Cinq Mondes Eau Egyptienne: This smells just like one of my favorite hair products called Frederic Fekkai Apple Cider Clearing Rinse. It's a florid, soft scent with a little bit of spice, reminding me of Rochas Lumiere and even more so of Creed Royal Water. I like it but I don't want to smell like this all-over, and the scent is quite strong for a body spray. I was expecting more incense notes but they are mere accents in the blend.

Andree Putman Preparation Parfumee: I get fig leaves, pepper and aqueous iris floral. It smells like fresh plant sap. It reminds me of Angeliques Sous La Pluie, which reminds me of Britney Spears Curious: wet floral musk.
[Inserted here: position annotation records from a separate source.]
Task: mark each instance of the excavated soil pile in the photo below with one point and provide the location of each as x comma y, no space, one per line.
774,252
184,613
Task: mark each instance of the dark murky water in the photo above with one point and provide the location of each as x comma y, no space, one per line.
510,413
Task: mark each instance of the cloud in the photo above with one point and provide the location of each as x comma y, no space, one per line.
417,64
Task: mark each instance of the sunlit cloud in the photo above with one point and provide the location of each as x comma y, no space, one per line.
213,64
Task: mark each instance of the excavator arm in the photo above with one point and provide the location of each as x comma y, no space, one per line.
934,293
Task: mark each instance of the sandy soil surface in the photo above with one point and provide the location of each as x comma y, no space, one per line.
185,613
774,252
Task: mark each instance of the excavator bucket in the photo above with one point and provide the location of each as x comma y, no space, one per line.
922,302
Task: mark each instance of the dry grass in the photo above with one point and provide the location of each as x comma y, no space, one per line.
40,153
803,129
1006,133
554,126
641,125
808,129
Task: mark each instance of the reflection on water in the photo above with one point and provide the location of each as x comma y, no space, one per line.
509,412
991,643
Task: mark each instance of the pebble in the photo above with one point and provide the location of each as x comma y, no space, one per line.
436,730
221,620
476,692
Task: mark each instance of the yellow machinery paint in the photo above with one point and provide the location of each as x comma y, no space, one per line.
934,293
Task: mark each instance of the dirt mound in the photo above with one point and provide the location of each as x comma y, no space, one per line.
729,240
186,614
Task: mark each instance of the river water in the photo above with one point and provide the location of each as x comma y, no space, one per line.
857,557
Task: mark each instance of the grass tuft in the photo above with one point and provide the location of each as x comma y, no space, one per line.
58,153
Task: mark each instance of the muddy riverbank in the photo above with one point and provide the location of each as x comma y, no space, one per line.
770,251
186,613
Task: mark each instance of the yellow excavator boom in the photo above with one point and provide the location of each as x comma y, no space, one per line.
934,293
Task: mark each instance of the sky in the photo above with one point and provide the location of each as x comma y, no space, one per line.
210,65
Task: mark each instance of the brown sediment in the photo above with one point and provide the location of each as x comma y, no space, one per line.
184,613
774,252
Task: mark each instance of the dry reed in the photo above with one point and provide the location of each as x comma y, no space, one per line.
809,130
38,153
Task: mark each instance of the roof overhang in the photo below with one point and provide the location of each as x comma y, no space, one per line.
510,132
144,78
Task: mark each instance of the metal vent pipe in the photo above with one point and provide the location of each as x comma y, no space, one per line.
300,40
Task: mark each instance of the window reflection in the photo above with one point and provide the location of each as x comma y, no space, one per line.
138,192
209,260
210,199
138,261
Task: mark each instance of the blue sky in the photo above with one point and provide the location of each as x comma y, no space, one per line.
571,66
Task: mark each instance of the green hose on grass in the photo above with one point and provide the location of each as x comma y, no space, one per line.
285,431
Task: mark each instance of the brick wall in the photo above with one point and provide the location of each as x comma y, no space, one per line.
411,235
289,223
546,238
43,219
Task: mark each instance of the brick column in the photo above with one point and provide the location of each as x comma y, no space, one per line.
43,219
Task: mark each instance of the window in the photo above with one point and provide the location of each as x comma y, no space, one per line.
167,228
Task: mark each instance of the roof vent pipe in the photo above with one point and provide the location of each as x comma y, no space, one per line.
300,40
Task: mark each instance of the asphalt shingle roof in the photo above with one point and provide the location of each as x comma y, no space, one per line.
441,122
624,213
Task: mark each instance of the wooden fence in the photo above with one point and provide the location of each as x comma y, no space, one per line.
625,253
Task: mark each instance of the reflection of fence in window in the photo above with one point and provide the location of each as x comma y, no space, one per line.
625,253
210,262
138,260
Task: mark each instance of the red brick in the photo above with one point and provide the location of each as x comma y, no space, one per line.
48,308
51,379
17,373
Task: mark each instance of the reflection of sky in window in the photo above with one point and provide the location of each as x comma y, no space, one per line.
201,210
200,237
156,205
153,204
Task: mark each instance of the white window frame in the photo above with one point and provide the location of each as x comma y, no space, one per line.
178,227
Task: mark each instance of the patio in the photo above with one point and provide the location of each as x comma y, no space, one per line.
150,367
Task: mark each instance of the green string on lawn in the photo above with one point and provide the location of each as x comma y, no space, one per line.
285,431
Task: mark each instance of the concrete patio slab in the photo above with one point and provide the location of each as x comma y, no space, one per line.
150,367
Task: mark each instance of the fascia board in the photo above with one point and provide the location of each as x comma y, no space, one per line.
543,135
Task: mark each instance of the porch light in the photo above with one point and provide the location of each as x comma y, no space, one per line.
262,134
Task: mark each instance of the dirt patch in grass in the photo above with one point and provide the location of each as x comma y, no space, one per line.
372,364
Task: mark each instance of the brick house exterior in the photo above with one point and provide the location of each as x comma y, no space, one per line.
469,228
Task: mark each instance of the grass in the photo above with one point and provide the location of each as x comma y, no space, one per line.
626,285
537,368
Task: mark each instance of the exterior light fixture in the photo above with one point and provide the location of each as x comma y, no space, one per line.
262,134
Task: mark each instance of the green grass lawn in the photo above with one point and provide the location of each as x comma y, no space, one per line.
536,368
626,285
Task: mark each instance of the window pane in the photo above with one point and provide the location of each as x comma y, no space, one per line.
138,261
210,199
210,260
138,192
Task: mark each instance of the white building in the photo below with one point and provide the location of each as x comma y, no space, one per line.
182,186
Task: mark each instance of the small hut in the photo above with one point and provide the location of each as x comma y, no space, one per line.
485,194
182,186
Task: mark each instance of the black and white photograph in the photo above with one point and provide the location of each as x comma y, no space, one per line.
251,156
Molinard 1849 Gardenia: I have never smelled the original Gardenia so I couldn't tell you whether the new 1849 one is a reformulation, but my guess is that they're all the same, pretty much. The new Habanita parfum smells like the old Habanita parfum, and my Iles d'Or which I got in the older (very pretty) indigo blue glass bottle for around $10 smells like the new Iles d'Or. Anyway, Gardenia is a nice one, but it packs a punch so please don't spray a whole spritz from this new atomizer. I can't even imagine how strong the pure Habanita parfum would be spritzed liberally out of those things. I'm a highly disciplined parfum dabber--I don't understand parfum spritzing. This Gardenia is EDP but punchy, yet with a soft texture, a lot like the ever-popular Child perfume oil. They both have that soft, banana-like texture about them, but Gardenia has subtle spices and a deeper, more classic tone. I think my sample vial will last me awhile. It's not tuberose-y like the Jo Malone one--this is a smooth gardenia that smells like jasmine has been blended in. If you like Molinard de Molinard (now "M" de Molinard), you might like this as well.

Jill Stewart Vanilla Lust: It starts out a yummy, sweet, fluffy vanilla but I'm getting a very pale Pink Sugar in the background. I just can't do these types anymore. (Edited to add) This smells like a sheer version of Hypnotic Poison. Better than I thought, and I smell frangipani in it. (Edited again) It's so boozy-sweet, it's like pure vanillin. I almost like it enough to replace a Comptoir Sud Pacifique scent with, but the sweetness gets muted fairly quickly and turns a little rubbery. I probably could stick with Tiare and be happy, but I'm also a bit smitten. In the end, it's a caramelly aqueous floral.

Parfums de Rosine Ecume de Rose: This is such a pretty rose, and it has a hint of sea spray, not enough to make it smell very salty and beachy but it lifts the rose and makes it fresh. The notes list amber but it doesn't smell ambery sweet to me at all. If anything, the amber reminds me of the cool, modern type in Stella. It's still too much rose for my current mood, but it's among my favorite roses.

Parfums de Nicolai Balkis: Oh, boy, I won't need to hunt down that obscure bottle of Molinard Fraise after all. I get plenty of juicy strawberries in Balkis, and it doesn't smell like Victoria's Secret Strawberries and Champagne or Miss Dior Cherie--it's richer, more true to life. I wish it stayed predominantly strawberry, but it becomes a rose-berry, similar to Clarins Par Amour Toujours but heavier (just what I had hoped for this past winter). I'm seriously wanting Balkis, but I'll wait till I'm in the mood for rose again.

L'Artisan Parfumeur Ambre Extreme: This is my fragrance of the moment and what a divine amber, mixed with vanilla and spices. The creator of Kelly Caleche can make sweet blends for my gourmand sensibility after all. It's headshoppy and pungent, my wild companion to Fumerie Turque.

Bois 1920 Sushi Imperiale: No can do! It's dense, heavy, syrupy yet leaning towards being unsweet, a very low-pitched woody spicy scent like Mitsouko, Kisu or Youth Dew Amber Nude. I wonder if it's one particular note that turns me off or the combination of superheavy with high-pitched marine notes I can't tolerate.

Heir: Smells like the above, on a bed of clean white musk! This sample has been quarantined in a separate plastic bag.

I haven't tried the replacement samples they sent because they didn't have Parfums de Nicolai New York. That's all for today...I hope everyone's having a good weekend.